Delphine de Vigan : D'après une histoire vraie - Lattès, 2015 - roman français
Difficile de présenter ce roman à multiples facettes…avec deux thèmes principaux : l'emprise d'un individu sur un autre et une réflexion sur l'élaboration de ce roman entre fiction et réalité.
En début de récit, la narratrice commence une relation amicale avec L.. Cette narratrice se nomme Delphine et ressemble en tout point à l'auteur : elle est romancière, a deux ados d'un homme dont elle est séparée, qui vont prendre leur indépendance, a un amoureux François, journaliste qui anime une émission littéraire à succès et voyage beaucoup à cette époque pour faire des interviews d'auteurs américains. (Il est bien connu que l'auteur et François Busnel sont en couple).
L. est une très belle
femme prévenante et troublante, veuve sans enfant. Elle est
« nègre », c'est à dire rédige des livres pour les
autres.
Notre Delphine est dans une
phase fragile. Elle a publié un texte autobiographique sur sa mère
bipolaire et elle-même. Le succès de ce roman l'a perturbée.

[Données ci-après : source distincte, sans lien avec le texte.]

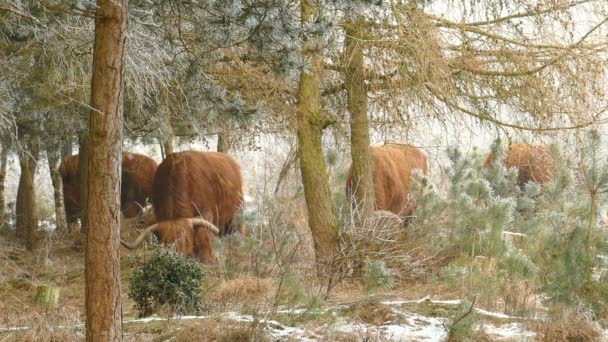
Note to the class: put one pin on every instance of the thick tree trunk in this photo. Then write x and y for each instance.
(52, 156)
(83, 167)
(364, 200)
(102, 262)
(322, 214)
(3, 162)
(27, 220)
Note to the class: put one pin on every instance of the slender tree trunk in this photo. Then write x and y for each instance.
(322, 214)
(167, 145)
(83, 167)
(66, 149)
(364, 198)
(27, 220)
(52, 156)
(3, 162)
(102, 261)
(223, 141)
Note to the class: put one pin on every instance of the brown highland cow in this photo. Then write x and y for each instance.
(393, 168)
(193, 194)
(533, 162)
(137, 176)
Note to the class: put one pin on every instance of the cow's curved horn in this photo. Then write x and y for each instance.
(140, 238)
(202, 222)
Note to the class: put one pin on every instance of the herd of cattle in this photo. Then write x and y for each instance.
(196, 195)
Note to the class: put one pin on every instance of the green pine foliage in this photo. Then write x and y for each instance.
(517, 243)
(377, 277)
(164, 277)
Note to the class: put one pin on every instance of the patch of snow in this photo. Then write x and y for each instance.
(509, 331)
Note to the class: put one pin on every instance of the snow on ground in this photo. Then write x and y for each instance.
(511, 331)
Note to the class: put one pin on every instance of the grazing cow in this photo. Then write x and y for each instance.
(137, 176)
(393, 166)
(187, 186)
(533, 162)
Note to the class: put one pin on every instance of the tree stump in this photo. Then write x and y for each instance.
(47, 295)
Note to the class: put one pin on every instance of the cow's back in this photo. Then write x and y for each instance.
(192, 183)
(137, 179)
(394, 165)
(534, 162)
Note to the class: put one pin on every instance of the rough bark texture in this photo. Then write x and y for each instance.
(322, 214)
(25, 212)
(52, 156)
(223, 141)
(3, 160)
(167, 145)
(102, 261)
(83, 166)
(356, 90)
(66, 149)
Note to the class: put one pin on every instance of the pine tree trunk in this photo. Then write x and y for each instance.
(167, 146)
(223, 141)
(27, 220)
(364, 198)
(102, 262)
(52, 156)
(83, 155)
(3, 162)
(322, 214)
(66, 149)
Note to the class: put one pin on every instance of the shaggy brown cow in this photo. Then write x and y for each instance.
(137, 176)
(189, 185)
(393, 168)
(534, 163)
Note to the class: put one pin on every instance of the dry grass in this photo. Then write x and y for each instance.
(569, 329)
(370, 313)
(209, 330)
(243, 290)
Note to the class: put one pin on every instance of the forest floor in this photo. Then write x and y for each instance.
(240, 307)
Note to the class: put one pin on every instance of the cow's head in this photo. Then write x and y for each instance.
(192, 237)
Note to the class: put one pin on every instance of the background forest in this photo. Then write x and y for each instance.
(296, 92)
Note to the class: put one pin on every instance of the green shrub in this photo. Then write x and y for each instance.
(165, 278)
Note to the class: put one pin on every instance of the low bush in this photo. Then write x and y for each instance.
(165, 278)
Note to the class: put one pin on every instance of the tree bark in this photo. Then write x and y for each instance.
(167, 145)
(26, 216)
(52, 156)
(102, 262)
(322, 213)
(66, 149)
(223, 141)
(3, 162)
(364, 200)
(83, 167)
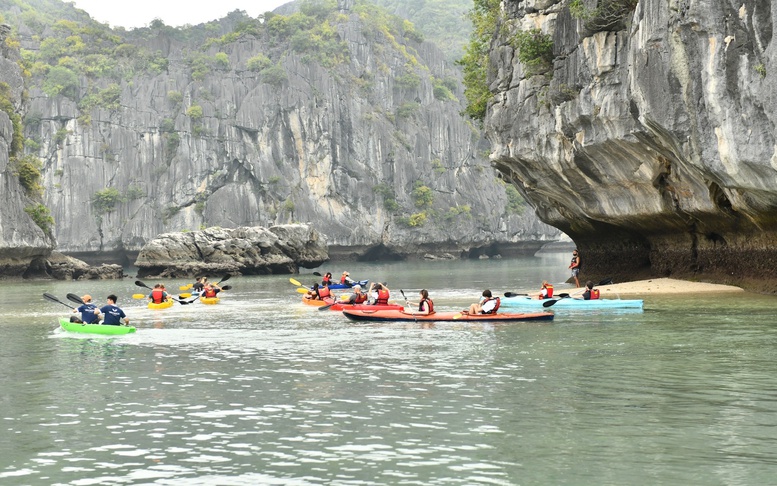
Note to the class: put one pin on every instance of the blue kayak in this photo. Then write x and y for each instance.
(336, 286)
(522, 302)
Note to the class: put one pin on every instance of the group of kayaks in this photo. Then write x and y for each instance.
(522, 307)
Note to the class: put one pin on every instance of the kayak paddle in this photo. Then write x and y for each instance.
(513, 294)
(54, 299)
(407, 304)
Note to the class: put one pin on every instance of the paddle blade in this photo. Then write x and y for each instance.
(54, 299)
(75, 298)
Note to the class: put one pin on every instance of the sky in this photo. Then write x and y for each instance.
(139, 13)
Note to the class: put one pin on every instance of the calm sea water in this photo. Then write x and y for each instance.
(263, 390)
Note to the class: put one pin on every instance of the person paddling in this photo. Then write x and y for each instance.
(488, 304)
(113, 315)
(159, 294)
(90, 314)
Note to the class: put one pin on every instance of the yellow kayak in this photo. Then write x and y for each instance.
(163, 305)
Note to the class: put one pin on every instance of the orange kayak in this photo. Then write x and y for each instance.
(396, 315)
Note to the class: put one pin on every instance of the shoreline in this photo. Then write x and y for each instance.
(655, 286)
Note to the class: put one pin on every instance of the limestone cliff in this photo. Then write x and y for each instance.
(354, 128)
(651, 141)
(23, 244)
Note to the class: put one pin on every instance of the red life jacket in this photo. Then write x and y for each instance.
(157, 296)
(383, 296)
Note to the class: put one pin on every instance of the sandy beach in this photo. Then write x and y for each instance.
(661, 286)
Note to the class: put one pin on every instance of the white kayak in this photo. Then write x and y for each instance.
(522, 302)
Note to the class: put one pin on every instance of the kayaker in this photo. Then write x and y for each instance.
(89, 312)
(312, 293)
(488, 304)
(590, 292)
(112, 314)
(158, 295)
(211, 290)
(358, 297)
(546, 292)
(575, 267)
(380, 293)
(345, 279)
(425, 305)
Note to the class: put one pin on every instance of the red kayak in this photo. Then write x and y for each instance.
(397, 315)
(365, 307)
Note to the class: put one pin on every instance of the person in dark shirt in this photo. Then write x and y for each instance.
(113, 315)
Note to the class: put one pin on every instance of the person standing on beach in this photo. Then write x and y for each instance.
(575, 266)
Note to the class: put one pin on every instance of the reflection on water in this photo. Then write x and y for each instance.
(263, 390)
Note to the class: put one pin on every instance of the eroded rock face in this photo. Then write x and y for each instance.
(244, 250)
(339, 147)
(22, 242)
(653, 145)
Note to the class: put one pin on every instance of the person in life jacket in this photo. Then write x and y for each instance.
(575, 267)
(546, 292)
(211, 291)
(590, 292)
(324, 292)
(90, 313)
(488, 304)
(158, 294)
(345, 279)
(358, 297)
(425, 305)
(382, 293)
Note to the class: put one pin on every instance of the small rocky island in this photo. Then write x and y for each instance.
(246, 250)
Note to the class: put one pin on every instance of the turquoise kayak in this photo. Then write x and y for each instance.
(522, 302)
(94, 328)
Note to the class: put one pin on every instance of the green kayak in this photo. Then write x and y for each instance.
(94, 328)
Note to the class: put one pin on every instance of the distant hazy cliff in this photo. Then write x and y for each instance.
(651, 142)
(371, 151)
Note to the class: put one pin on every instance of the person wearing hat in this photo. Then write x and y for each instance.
(358, 297)
(381, 293)
(90, 314)
(345, 279)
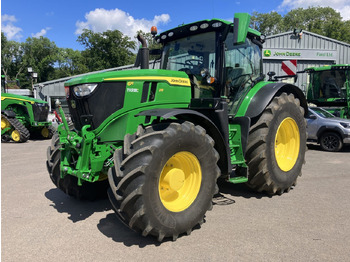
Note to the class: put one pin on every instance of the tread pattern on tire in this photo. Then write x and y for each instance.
(260, 178)
(127, 177)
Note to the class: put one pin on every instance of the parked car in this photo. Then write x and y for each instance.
(329, 131)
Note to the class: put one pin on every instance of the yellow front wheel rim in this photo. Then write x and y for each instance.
(4, 123)
(287, 144)
(16, 136)
(180, 181)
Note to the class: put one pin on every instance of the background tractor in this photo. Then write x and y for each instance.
(158, 139)
(22, 117)
(330, 88)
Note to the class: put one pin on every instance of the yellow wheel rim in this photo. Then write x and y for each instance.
(287, 144)
(180, 181)
(4, 123)
(45, 132)
(15, 135)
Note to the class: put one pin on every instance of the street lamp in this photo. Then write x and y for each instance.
(33, 75)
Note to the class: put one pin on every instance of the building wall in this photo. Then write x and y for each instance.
(314, 50)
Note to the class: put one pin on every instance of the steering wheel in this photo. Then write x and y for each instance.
(190, 62)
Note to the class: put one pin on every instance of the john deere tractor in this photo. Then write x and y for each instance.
(22, 117)
(159, 139)
(330, 88)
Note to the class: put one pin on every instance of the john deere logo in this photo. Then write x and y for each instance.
(267, 53)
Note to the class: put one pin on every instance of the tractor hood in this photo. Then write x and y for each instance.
(172, 77)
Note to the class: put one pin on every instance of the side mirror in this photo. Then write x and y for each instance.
(312, 117)
(155, 52)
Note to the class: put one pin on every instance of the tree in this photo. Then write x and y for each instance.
(41, 54)
(11, 59)
(70, 62)
(151, 44)
(106, 50)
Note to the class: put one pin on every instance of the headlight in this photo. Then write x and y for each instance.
(84, 90)
(346, 125)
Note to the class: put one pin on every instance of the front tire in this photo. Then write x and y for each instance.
(163, 183)
(276, 146)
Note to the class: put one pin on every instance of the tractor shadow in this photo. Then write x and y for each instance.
(77, 210)
(114, 229)
(235, 190)
(110, 226)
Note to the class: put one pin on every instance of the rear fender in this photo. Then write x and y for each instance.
(265, 95)
(8, 113)
(202, 120)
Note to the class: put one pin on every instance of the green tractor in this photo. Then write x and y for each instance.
(330, 88)
(159, 139)
(22, 117)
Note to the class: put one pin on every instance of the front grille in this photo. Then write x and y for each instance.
(41, 112)
(106, 99)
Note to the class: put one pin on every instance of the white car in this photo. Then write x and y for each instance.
(329, 131)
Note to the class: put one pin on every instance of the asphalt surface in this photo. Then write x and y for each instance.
(310, 223)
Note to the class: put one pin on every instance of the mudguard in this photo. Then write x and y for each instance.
(264, 96)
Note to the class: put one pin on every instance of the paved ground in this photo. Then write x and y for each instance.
(310, 223)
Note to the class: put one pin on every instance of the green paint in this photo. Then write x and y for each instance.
(23, 107)
(87, 154)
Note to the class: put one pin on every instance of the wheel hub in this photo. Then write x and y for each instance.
(180, 181)
(287, 144)
(4, 123)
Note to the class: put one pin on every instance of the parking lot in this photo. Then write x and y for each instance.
(310, 223)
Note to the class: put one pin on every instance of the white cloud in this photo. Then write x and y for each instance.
(11, 31)
(100, 20)
(341, 6)
(41, 33)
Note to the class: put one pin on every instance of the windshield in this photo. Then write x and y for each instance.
(323, 113)
(243, 65)
(192, 53)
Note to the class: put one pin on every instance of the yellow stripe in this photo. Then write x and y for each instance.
(3, 98)
(178, 81)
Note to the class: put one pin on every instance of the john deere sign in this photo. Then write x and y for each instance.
(300, 54)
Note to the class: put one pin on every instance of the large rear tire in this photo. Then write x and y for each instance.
(69, 184)
(276, 146)
(163, 183)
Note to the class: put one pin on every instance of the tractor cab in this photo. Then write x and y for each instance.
(215, 62)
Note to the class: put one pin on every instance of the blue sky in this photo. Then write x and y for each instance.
(62, 21)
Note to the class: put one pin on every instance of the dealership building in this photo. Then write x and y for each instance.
(308, 49)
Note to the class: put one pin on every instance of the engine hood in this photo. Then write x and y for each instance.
(172, 77)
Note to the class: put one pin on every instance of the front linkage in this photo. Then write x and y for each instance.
(81, 154)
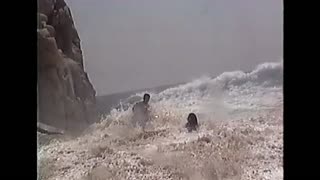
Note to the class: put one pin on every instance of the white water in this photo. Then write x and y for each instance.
(225, 104)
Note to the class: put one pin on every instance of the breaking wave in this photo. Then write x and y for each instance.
(240, 135)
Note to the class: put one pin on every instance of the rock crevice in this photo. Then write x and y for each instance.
(66, 97)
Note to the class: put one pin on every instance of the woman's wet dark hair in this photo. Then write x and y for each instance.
(192, 117)
(146, 95)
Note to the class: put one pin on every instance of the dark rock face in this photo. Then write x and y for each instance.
(66, 98)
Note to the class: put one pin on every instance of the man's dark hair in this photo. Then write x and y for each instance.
(192, 123)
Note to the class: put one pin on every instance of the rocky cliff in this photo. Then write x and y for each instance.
(66, 98)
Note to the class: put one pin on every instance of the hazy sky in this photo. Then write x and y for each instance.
(134, 44)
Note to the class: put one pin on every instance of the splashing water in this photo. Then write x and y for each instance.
(240, 135)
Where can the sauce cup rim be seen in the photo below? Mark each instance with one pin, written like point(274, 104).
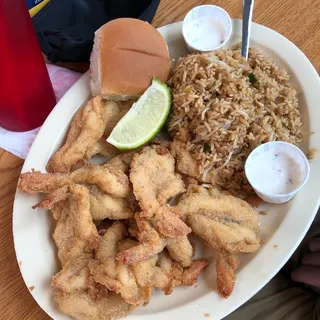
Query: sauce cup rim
point(279, 195)
point(216, 47)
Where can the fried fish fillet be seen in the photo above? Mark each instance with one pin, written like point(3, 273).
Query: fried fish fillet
point(151, 243)
point(222, 221)
point(226, 265)
point(113, 274)
point(86, 128)
point(75, 233)
point(154, 179)
point(227, 224)
point(104, 206)
point(109, 179)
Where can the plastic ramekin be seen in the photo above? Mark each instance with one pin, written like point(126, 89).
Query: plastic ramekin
point(291, 150)
point(207, 11)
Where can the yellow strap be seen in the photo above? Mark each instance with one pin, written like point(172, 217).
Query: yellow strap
point(37, 8)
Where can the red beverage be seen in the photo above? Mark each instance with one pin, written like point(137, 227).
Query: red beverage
point(26, 94)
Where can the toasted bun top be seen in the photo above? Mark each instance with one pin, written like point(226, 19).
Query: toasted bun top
point(127, 54)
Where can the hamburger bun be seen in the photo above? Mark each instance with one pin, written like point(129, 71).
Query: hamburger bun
point(126, 54)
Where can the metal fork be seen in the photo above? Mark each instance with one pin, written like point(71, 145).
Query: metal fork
point(247, 8)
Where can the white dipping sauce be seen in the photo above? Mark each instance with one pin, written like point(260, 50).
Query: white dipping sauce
point(275, 172)
point(205, 34)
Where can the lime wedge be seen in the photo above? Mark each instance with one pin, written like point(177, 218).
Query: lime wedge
point(145, 118)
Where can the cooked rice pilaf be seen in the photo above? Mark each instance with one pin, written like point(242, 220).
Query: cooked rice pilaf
point(226, 106)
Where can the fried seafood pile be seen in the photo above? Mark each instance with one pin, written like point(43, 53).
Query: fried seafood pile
point(118, 237)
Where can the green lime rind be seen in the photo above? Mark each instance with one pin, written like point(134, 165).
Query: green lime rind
point(145, 118)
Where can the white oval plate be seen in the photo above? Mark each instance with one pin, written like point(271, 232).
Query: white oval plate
point(282, 228)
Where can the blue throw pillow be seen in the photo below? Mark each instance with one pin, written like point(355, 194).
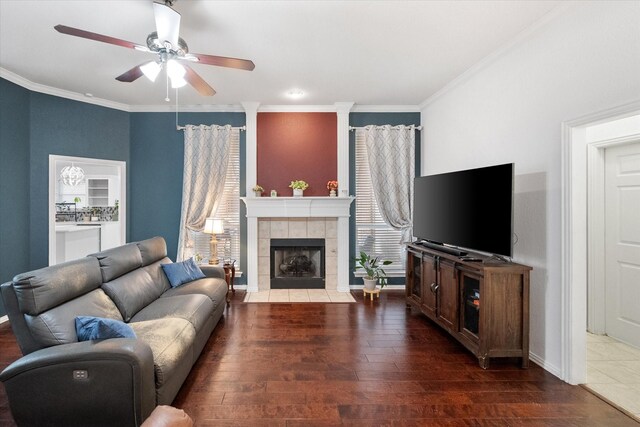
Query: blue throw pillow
point(182, 272)
point(99, 328)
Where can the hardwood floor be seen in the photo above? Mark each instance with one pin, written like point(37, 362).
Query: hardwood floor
point(363, 364)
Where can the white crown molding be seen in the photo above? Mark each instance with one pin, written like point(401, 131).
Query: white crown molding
point(385, 109)
point(297, 109)
point(519, 39)
point(212, 108)
point(48, 90)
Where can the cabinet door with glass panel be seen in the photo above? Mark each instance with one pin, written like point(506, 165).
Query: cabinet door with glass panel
point(414, 276)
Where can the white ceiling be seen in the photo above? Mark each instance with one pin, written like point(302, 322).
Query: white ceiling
point(369, 52)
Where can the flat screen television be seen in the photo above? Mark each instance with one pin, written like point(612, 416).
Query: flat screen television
point(471, 209)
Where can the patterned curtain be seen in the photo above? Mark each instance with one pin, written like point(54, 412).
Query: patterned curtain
point(391, 155)
point(206, 158)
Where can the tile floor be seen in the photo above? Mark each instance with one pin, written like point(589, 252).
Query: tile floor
point(299, 295)
point(613, 371)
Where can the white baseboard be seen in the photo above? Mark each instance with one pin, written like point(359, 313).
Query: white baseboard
point(544, 365)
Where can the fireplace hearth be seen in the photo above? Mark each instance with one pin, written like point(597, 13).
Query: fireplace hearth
point(297, 263)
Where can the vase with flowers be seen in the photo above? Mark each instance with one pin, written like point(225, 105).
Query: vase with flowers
point(258, 190)
point(298, 186)
point(332, 186)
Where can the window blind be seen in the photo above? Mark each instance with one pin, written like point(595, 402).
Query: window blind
point(228, 210)
point(373, 235)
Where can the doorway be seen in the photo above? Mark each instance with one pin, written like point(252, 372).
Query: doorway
point(585, 145)
point(86, 215)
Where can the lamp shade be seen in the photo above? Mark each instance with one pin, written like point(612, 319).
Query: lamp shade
point(213, 226)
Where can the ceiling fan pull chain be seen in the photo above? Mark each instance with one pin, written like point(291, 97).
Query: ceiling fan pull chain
point(167, 80)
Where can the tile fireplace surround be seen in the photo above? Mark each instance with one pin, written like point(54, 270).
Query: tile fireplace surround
point(298, 217)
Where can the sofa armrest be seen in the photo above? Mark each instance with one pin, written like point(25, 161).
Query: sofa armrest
point(108, 382)
point(214, 271)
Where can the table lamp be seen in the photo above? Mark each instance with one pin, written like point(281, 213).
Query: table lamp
point(213, 226)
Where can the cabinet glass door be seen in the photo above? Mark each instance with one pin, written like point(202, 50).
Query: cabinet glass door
point(414, 275)
point(471, 304)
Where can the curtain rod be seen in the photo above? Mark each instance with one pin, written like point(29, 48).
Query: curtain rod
point(232, 127)
point(392, 127)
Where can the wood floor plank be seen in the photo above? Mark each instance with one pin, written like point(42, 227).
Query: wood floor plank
point(363, 364)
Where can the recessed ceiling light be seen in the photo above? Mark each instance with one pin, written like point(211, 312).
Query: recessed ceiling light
point(295, 93)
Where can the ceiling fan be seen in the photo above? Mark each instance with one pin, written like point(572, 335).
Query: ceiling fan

« C'est dans cet état de vulnérabilité qu'elle rencontre L.
qui exerce une emprise croissante sur Delphine en proie au doute »
(Le Monde). « Une douce emprise, intime et troublante dont
j'ignorais la cause et la portée » dit-elle. « L. s'est
installée dans ma vie avec mon consentement, par une sorte
d'envoûtement progressif ».
Le roman prend alors
l'allure d'un thriller psychologique qu'on dévore d'une traite. L.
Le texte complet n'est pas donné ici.